The most jarring element of Battle of the Sexes, an otherwise polished film chronicling Billie Jean King’s 1973 match-up with Bobby Riggs, is the portrayal of Margaret Court. In every scene she enters, the Australian is depicted as an irredeemable shrew, either muttering darkly about “sin” – a reaction to King’s relationship with Marilyn Barnett, her LA hairdresser and first female lover – or treating her peers in a manner that is at best haughty, at worst downright unsisterly. Even her tennis is sketched with disdain, with the only competitive footage dwelling upon her 6-2, 6-1 defeat to Riggs, the so-called Mother’s Day Massacre, in what would become the prelude to his myth-shredding showdown with ‘BJK’.
Nowhere is Court’s status as the winner of 24 major titles, a mark still being pursued by Serena Williams, even noted. Save for a brief glimpse of her first child, Daniel, there is also no mention of how she managed to combine her unprecedented success with motherhood. It is a result of the directors backdating the modern perception of Court, usually one of a heartless reactionary who never ceases to offend with her tirades against same-sex relationships, into a document of a time when attitudes were different. As such, her distinctions as an athlete are excised altogether. It is “cancel culture” – that zeitgesty term for boycotting somebody’s whose opinions are unpopular – at its most shameless.

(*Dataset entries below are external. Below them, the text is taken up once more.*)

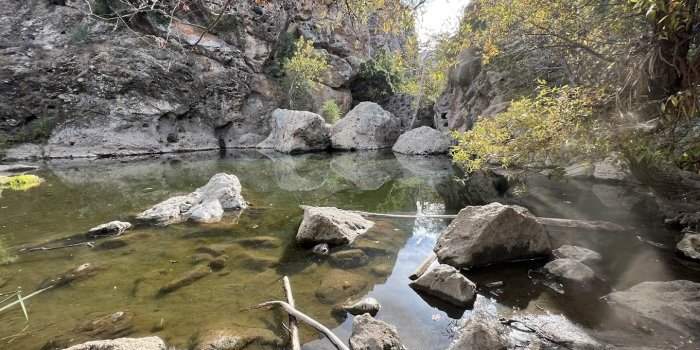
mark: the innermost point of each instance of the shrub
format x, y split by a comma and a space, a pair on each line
330, 111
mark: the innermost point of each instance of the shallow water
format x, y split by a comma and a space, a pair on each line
81, 194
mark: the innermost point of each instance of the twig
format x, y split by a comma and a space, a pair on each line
293, 328
24, 298
306, 319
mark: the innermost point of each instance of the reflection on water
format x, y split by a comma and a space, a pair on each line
256, 249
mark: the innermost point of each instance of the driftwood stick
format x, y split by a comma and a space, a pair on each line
308, 320
293, 328
423, 267
592, 225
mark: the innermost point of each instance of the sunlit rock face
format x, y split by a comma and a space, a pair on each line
86, 88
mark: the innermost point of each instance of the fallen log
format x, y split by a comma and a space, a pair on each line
306, 319
293, 328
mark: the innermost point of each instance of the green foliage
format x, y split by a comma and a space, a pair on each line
304, 67
552, 127
330, 111
19, 182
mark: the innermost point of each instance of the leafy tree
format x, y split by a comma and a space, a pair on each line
302, 68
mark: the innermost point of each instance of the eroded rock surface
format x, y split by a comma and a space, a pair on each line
489, 234
205, 205
330, 225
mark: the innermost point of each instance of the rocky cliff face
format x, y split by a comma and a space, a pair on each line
90, 87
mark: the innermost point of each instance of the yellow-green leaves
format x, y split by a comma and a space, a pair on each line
555, 125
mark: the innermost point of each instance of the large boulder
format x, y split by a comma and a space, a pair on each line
149, 343
490, 234
369, 333
660, 307
422, 141
330, 225
367, 126
296, 132
198, 205
689, 246
447, 283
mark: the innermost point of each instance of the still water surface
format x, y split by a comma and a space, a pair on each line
80, 194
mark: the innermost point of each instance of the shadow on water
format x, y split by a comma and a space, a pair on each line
240, 262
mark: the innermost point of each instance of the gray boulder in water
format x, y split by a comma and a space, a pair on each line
371, 334
423, 141
570, 272
367, 126
689, 246
580, 254
198, 205
367, 305
112, 228
490, 234
148, 343
446, 283
331, 225
297, 131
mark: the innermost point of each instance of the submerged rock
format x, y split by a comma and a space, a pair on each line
367, 305
206, 204
297, 132
423, 141
367, 126
660, 307
185, 280
338, 285
580, 254
331, 225
369, 333
489, 234
446, 283
689, 246
350, 258
149, 343
112, 228
321, 249
570, 271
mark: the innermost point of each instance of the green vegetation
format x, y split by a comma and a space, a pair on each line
19, 182
303, 68
331, 111
590, 71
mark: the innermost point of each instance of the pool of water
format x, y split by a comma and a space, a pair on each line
80, 194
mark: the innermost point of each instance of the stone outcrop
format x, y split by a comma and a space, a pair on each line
149, 343
448, 284
489, 234
372, 334
205, 205
423, 141
330, 225
297, 132
367, 126
83, 87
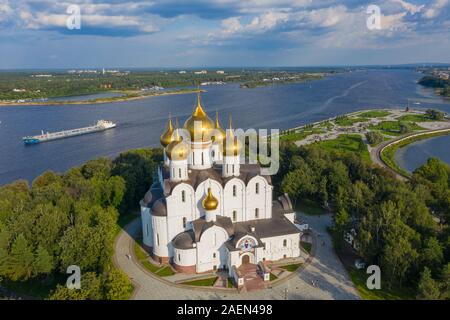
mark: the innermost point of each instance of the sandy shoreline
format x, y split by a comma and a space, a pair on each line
96, 101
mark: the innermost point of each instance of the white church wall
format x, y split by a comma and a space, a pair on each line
202, 191
275, 249
177, 209
200, 157
234, 203
185, 257
147, 229
290, 216
261, 200
209, 249
160, 239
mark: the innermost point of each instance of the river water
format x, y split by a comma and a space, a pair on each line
140, 122
416, 154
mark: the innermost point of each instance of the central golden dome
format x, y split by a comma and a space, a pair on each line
231, 144
220, 134
210, 202
177, 149
166, 137
199, 124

Court knows that she is being airbrushed from history. This week, she asked why the 50th anniversary of Rod Laver’s calendar grand slam was being so lavishly celebrated by Tennis Australia, when her own has merited barely a backwards glance. Next year will mark a half-century since she matched Laver by winning all four majors in a single season, but she is yet to receive any signal that she will be honoured in the same fashion.
“They have never phoned me,” she said, when asked if she had been invited to Melbourne Park for the occasion, as Laver was. “Nobody has spoken to me about it. I think they would rather not confront it.”
Her reading is accurate. Court has become an embarrassment to Australian Open organisers, with the strength of her religious convictions – which prompted a vow never to fly Qantas because of the airline’s support of same-sex marriage – sparking a campaign to rechristen the arena that bears her name. Even Anna Wintour of Vogue weighed in, arguing this year: “Intolerance has no place in tennis.”
And yet there is a nagging sense that to cave in to such demands would simply be to replace one form of intolerance with another. That much was evident in 2016, when a group of Oxford students called for the removal of Cecil Rhodes’ statue at Oxford University, arguing that the colonial statesman was emblematic of Britain’s “imperial blind spot”. Eventually, Chris Patten, the then chancellor, shot down the campaign with contempt, telling protesting students that if they could not abide freedom of thought, they might “think about being educated elsewhere”.
It is tempting to offer a similar rebuke to those trying to expunge Court’s name from the records. The consternation around how she should be recognised has, to judge by the reluctance of Australian tennis to acknowledge that her 1970 grand slam even happened, reached absurd extremes. These days, greater controversy in tennis is aroused by the future of Margaret Court Arena than by the fact that the Foro Italico in Rome, the venue of the sport’s Italian Open, was built to glorify the brutal fascist rule of Benito Mussolini.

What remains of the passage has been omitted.